ABOARD THE 'FRANK DREW' - As commanding officer Dave Merrill piloted the 900-ton, black-hulled U.S. Coast Guard cutter up the Chesapeake Bay yesterday, he contemplated a world that resembled the South Pole: a wide expanse of glittering white, with its only boundary the pale blue horizon.

There's ice as far as you can see," said Merrill, whose rank is chief warrant officer. "It's hard to tell if we're in Baltimore or Antarctica."

Merrill's cutter and others like it are working overtime this winter.

A prolonged freeze coupled with snow, sleet and freezing rain have coated the lower bay with 2 to 12 inches of ice, and as much as 20 inches near the mouth of the Elk River to the north.

Commercial traffic in the bay has continued, but not without the aid of cutters such as the 'Frank Drew', based in Portsmouth, Va., and the 'James Rankin', a similar craft based in Baltimore.

The cutters have escorted tugs and barges, clearing the way through shipping channels clogged with ice chunks and icy plates as long as Maryland Transit Administration buses. They also have worked to keep lanes passable so ships could navigate them on their own.

The ice has virtually shut down the Coast Guard's Curtis Bay facility, grounding search and rescue boats and making ship repairs more laborious.

Worried that the ice could get worse - more snow and ice were expected overnight - Coast Guard officials have called in backup.

A 2.000-ton ice cutter called the 'Cypress', which can slice through 36-inch ice rafts, is on its way to Maryland from Mobile, Ala.

The 'Cypress' is expected to arrive tomorrow to bail out the smaller cutters. The 'James 'Rankin has been battling 20-inch ice islands in the northern reaches of the Chesapeake Bay for several days. The ice there is nearly too thick to cut, Merrill said.

It's a real tough go," said Merrill. "There's a lot of irregular shapes and thicknesses out there. It is especially bad in the northern bay. It is getting close to the limits of our icebreakers.,

Commissioned In 2000

The 19-member crew of the 'Frank Drew' - commissioned in 2000 and named after a lighthouse keeper on Lake Michigan - had been on the water for 10 days without a break. Although crew members will be on leave today, they will be back at work tomorrow.

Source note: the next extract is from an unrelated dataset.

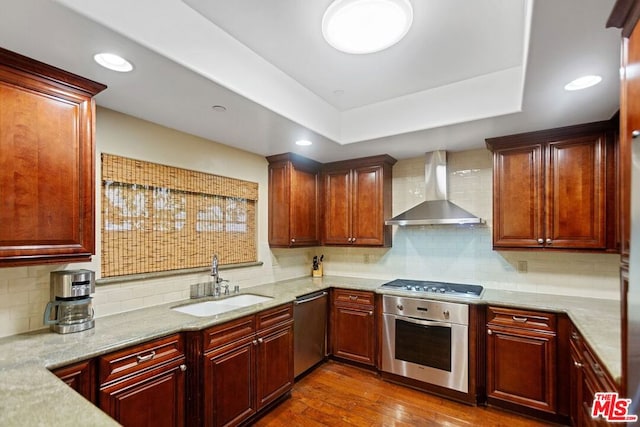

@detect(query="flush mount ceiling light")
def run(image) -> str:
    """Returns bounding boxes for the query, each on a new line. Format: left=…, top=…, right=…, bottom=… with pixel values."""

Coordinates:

Although the enclosed bridge from which Merrill steers the ship is heated to a balmy 70 degrees, many of the crew station themselves on the deck, listening to a portable radio in the frigid temperatures.

Merrill said there's no way of saying when the crew will be able to return home to Virginia. Forecasters are calling for more snow, sleet or freezing rain Thursday night and into Friday. Snow on top of ice makes ice cutting even more difficult, he said.

Long Absences

It's harder on the young folks," said Merrill, who is the father of two adult children. His wife, Toni, has grown accustomed to his absences after more than 20 years of marriage, he said.

Still, the opportunity to do battle with the ice intrigues his young crew, the average age of which is 22.

It is not unusual for ice to accumulate in spots but it is rare for the bay to freeze from shore to shore, as it has this year. Before last year's record-breaking winter, the last major freeze was 1994.

Merrill, who is near retirement, says he is taking advantage of the ice to train "the next generation" crew members such as Mike Brandt, 28, an operations petty officer from Corpus Christi, Texas, who wants to captain a cutter some day.

I've got a long way to go", said Brandt, who has been with the Coast Guard about seven years.

Mastering The Basics

He has mastered more than ice-cutting basics.

Early yesterday, Brandt used the ship's twin 1,000 horsepower propellers to clear the ice from a dry dock at the Coast Guard Yard. As the propellers whirred into action, they churned up green water, which caused giant fissures in the ice.

By turning the cutter in a slow circle, Brandt used the propellers to mince the broken ice into slush.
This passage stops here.